Ce que les lanceurs d'alerte doivent vérifier avant d'utiliser un outil de signalement
Des outils comme SecureDrop, GlobaLeaks ou OnionShare peuvent être utiles pour une alerte ou une transmission anonyme d'information.
Mais il y a des choses à vérifier avant d'ouvrir l'outil.
Le destinataire est-il fiable ? Les documents contiennent-ils encore des métadonnées ? Le contenu permet-il de déduire qui vous êtes ? N'utilisez-vous pas un appareil professionnel ou un réseau de travail ? Comment vérifierez-vous les réponses après l'envoi ?
Avant de choisir un outil, organisez les risques.
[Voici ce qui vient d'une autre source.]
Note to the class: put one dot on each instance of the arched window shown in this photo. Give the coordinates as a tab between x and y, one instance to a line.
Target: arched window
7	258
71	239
L'outil ne protège que l'entrée
Les outils de signalement anonyme servent à protéger le point d'entrée du contact ou de la remise.
Ils n'effacent toutefois ni l'origine des documents, ni les journaux internes, ni les métadonnées des documents, ni les déductions à partir du contenu.
| Ce que l'outil aide à faire | Risque qui reste |
|---|---|
| Éviter un e-mail en nom réel | Le nom du créateur reste dans le document |
| Éviter un cloud ordinaire | L'historique d'accès aux fichiers reste |
| Rendre l'origine de connexion moins visible | Le contenu réduit le nombre de personnes susceptibles d'être soupçonnées |
| Séparer le canal de remise | Une mauvaise exploitation côté destinataire est dangereuse |
Les outils sont importants.
Mais dans une alerte, "ce que l'on envoie" et "à qui on l'envoie" pèsent parfois encore plus lourd.
Voir des noms comme SecureDrop, GlobaLeaks ou OnionShare et penser "si j'utilise ça, je deviens anonyme" est dangereux.
Selon la situation, ces outils peuvent aider à une remise plus sûre qu'un e-mail ordinaire, un DM sur réseau social ou un partage cloud. Mais ils n'effacent pas automatiquement les erreurs de comportement de la personne qui les utilise.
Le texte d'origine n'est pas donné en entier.